This spring, though, has not been a normal Parkland spring. For one thing, we didn’t have a whole lot of snow, so the brightly colored crocuses and daffodils came up early. And the temperature actually grew warmer gradually, the way I understand it does each year in some more normal places. March and April grew warmer with each week, and by Easter we were pretty much always in the 60’s, and the trees were budding and the winds were warm and Taryn had dragged me out of my room weeks earlier to prove that there was no mud in the bike path by the river. Even the little ice cream store, Dino’s, opened early, and it usually didn’t take down its shutters until Memorial Day. There’s something else, though, that makes this spring different, although I guess that difference is mostly inside of my head. I’m thirteen years old, almost fourteen, getting ready to graduate eighth grade, and I’m in love. The boy is older than me, just past sixteen, but that doesn’t matter because I know he’ll never be mine anyway: he’s going out with Anna.
I don’t know what makes us fall in love, but if you ask me what I see in Jonathan, I’d say that it’s something wonderfully beautiful about him, something I can’t put my fingers on but know in my heart is unique. He’s not at all like any of the other boys, though I suppose he doesn’t look all that unusual. Jonathan isn’t tall for a boy, about my height actually, not too muscular or too skinny, certainly not fat. His hair, though longer than the style, suits him, and he dresses in much the same manner as all of the other boys, which is to say he and my brother have about the same wardrobe. Brian always wears one of about five tee shirts or sweat shirts to school over what I really think is the same pair of jeans every single day. He looks ratty, but that’s what all the boys look like, and Jonathan looks about the same. Anyway, you happen on him in the school yard you might not even notice him. He’s just another 10th grade boy. But there’s something else, something I notice and maybe Anna, but I think nobody else does. He picks flowers from the fields every day as he walks home. He sings to himself, his voice sweet and still high, the songs beautiful and romantic, when he thinks no one can hear. I sometimes linger, out of sight but near enough, just to listen to him. Taryn says it’s stalking, and she may be right I guess, but his voice, even though it’s so quiet, has a kind of mesmerizing effect: I just get lost in it.
  Jonathan also stops to stare at birds and rabbits and even frogs near the path, and you can just tell that the smile mysteriously poised on his lips isn’t stuffed with the kinds of thoughts that junior high boys have, of blowing them up with fireworks or wondering what they’d look like squashed by a car. And then there have been times when I happened upon him down on the bike path that I knew, without ever mentioning it, that he had been crying, alone and in silence.

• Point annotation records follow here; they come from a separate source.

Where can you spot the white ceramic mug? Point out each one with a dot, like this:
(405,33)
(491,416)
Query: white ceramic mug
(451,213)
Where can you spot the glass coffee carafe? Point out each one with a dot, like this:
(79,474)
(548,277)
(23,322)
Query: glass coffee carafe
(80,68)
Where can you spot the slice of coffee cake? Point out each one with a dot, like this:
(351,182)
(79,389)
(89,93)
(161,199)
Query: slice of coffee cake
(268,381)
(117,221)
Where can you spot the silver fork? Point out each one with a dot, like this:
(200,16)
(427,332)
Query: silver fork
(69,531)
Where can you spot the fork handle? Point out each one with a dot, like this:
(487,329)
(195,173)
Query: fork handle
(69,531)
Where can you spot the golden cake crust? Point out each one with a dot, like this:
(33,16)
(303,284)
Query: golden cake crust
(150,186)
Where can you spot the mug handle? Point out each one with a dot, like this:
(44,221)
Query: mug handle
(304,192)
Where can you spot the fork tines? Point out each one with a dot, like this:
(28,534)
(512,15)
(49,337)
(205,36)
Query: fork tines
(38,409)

Perhaps it’s his eyes as much as anything, though, that make me love him. He has these soft blue eyes, set above high cheek bones, intense, deep eyes that seem to see a lot more than anyone else’s. Jonathan’s eyes make you feel that he can see into you, that he cares about you and whatever is wrong in your world. If you’re hurting, he can make you feel better just by gazing at you and listening. And that’s exactly how I got to know him. It sounds stupid, I guess, but Taryn and I had gotten into one of our rare fights. I don’t even remember what it was about, really, but it dragged on for days and there finally came a moment when she said she didn’t ever want to talk to me again and stormed away. I don’t know how long I stood in my yard crying or why he was there or how long he’d been there watching. I only became aware of him when he put his arms around me gently and asked if I was OK. We ended up talking on my porch swing for the whole afternoon, and I remember that he seemed to be truly interested, truly understanding. And those healing eyes of his looked at me, and his arms held me, and I began to believe that things could be OK.

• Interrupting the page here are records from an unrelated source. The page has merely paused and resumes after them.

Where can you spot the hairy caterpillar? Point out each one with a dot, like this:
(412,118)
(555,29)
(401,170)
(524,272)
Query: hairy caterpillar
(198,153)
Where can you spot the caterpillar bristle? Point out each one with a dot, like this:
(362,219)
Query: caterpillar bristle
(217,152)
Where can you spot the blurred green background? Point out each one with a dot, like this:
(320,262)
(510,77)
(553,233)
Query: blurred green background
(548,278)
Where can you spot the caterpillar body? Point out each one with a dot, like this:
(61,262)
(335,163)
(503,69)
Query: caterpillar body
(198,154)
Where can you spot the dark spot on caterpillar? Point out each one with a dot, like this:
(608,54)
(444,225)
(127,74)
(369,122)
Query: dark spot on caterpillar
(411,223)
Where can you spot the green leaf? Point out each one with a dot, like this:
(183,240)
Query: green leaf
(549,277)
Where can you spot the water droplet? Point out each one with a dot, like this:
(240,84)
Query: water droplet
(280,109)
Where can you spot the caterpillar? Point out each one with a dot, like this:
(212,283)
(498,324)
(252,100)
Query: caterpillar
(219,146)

Of course Taryn and I patched things up, and of course I knew from the beginning that I could never even tell Jonathan how I felt, but I did feel something special. And when I could, I spent more and more time with him and Anna, not even caring if I was a third wheel. The summer before, after seventh grade, I had started dividing my time between them and Taryn, for the first time in my life not spending most of my days alone. With Taryn I wandered the woods seeking treasures, or went to movies or rode bikes on the path out through the forest. Or she showed me stuff she’d created on the computer.
Taryn is some kind of computer wizard. While other kids (like me) spent our screen time with Facebook and gaming and knew only basics about whatever programs we needed for school, like Word or PowerPoint, Taryn somehow learned how to write her own programs. She’s pretty good, and she’s only fourteen, a girl who wears the name “Geek” with pride. There’s one she made that I find especially useful. She calls it “Lifesaver,” and it really is. You use a microphone to record any sound you want and then, as long as you leave the mic open, that sound automatically triggers the computer to change whatever is onscreen. So for example, if I recorded the sound of my door opening, then whenever it opened the computer would instantly switch to, say, my homework. Useful when you don’t want parents (or worse, snoopy little sisters) to know what you’re doing. Once she tried to teach me how to write code, but it was like a foreign language. I’m pretty sure that if I didn’t know Taryn, the words “writing code” would probably mean something you do with your diary so no one could read it but you.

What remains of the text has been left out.